Reader Shirleen Reese shared this most unusual photograph in a past 7 Day Challenge: Identify Your Ancestor in That Photo!. She graciously allowed me to share with you! (Thanks, Shirleen!)
Photographs can tell an individual’s story.
A photograph can lead the researcher to look for previously unknown details about your ancestor’s life. Shirleen’s photo above piqued my curiosity when she shared it in a past 7 Day Challenge focused on identifying ancestors in a photograph.
Shirleen was searching to identify all the individuals in her photograph. The only identity she knew was the Cissy, the young girl with the facial disfigurement (second from the right).
The family’s oral history reported Cissy had eaten or swallowed something like lye as a child and that caused her facial deformity.
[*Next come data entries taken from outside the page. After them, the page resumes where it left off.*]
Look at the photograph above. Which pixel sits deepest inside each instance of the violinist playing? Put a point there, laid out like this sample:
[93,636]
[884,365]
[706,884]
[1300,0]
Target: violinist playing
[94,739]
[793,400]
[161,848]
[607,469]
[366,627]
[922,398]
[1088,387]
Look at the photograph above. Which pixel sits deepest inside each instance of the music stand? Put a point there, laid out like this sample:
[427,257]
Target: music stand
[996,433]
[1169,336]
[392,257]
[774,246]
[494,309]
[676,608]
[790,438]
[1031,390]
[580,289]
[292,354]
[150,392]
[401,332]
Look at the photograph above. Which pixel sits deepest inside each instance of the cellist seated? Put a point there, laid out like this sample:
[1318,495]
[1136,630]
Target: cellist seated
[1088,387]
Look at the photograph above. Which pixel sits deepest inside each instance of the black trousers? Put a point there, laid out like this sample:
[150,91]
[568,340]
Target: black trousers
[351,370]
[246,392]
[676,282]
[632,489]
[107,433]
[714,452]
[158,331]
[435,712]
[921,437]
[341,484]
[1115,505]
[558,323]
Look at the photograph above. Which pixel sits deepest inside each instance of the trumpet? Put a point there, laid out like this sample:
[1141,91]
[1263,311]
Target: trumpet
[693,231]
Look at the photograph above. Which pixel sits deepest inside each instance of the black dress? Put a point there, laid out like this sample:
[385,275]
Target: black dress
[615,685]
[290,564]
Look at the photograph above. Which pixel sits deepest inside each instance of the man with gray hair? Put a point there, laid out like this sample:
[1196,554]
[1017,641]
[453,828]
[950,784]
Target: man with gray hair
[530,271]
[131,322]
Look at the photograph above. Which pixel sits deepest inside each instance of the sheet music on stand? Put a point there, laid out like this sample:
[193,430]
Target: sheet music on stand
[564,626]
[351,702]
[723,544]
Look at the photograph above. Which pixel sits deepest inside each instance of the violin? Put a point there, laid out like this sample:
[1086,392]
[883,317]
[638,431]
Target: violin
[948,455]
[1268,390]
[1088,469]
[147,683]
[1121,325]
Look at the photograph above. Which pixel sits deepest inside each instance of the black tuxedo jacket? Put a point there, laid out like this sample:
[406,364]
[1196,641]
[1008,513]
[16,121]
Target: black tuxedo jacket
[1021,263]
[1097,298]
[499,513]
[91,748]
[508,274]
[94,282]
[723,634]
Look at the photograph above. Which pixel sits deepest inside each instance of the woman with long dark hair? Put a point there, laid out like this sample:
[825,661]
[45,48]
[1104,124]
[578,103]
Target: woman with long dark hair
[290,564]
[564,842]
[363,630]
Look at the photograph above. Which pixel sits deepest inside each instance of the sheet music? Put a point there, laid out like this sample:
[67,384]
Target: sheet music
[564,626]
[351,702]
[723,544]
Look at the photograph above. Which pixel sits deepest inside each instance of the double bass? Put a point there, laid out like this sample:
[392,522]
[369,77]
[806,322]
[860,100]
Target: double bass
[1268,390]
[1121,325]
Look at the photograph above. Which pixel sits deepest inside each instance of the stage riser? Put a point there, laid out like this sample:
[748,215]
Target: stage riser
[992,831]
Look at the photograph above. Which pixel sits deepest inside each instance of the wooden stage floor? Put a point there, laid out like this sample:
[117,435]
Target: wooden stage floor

Shirleen’s elderly relative actually solved the mystery. Cissy “salivated calomel” as a child.
What is Calomel?
Calomel is a mercury compound that was used widely as medicine at one time.
Scary thought, isn’t it?!
It was commonly used in teething powders for babies and also used to treat vomiting and digestive issues in children. Side effects included excess salivation and deformity and loss of teeth and jaw bone. Often the jaw would only open a small amount. These are symptoms of mercury poisoning! Among other things, if a child survived severe facial deformities, dietary intake issues resulted for those children. Cissy became a victim of mercury poisoning! Many children (and adults) actually died from mercury poisoning during its use.
By the Civil War and into the late 1800’s, calomel begin to decline in use. It was, however, still in use by “country doctors” as late as the early 1900’s.
The medical care available to our ancestors is an interesting (frightening) subject. The impact of treatment for the common complaint of teething had a major impact on her life. If you are interested, read more about calomel here.
Have you found any photographs in your family collection of ancestors with a facial deformity or missing limb? Is there any oral history to go along with the photograph?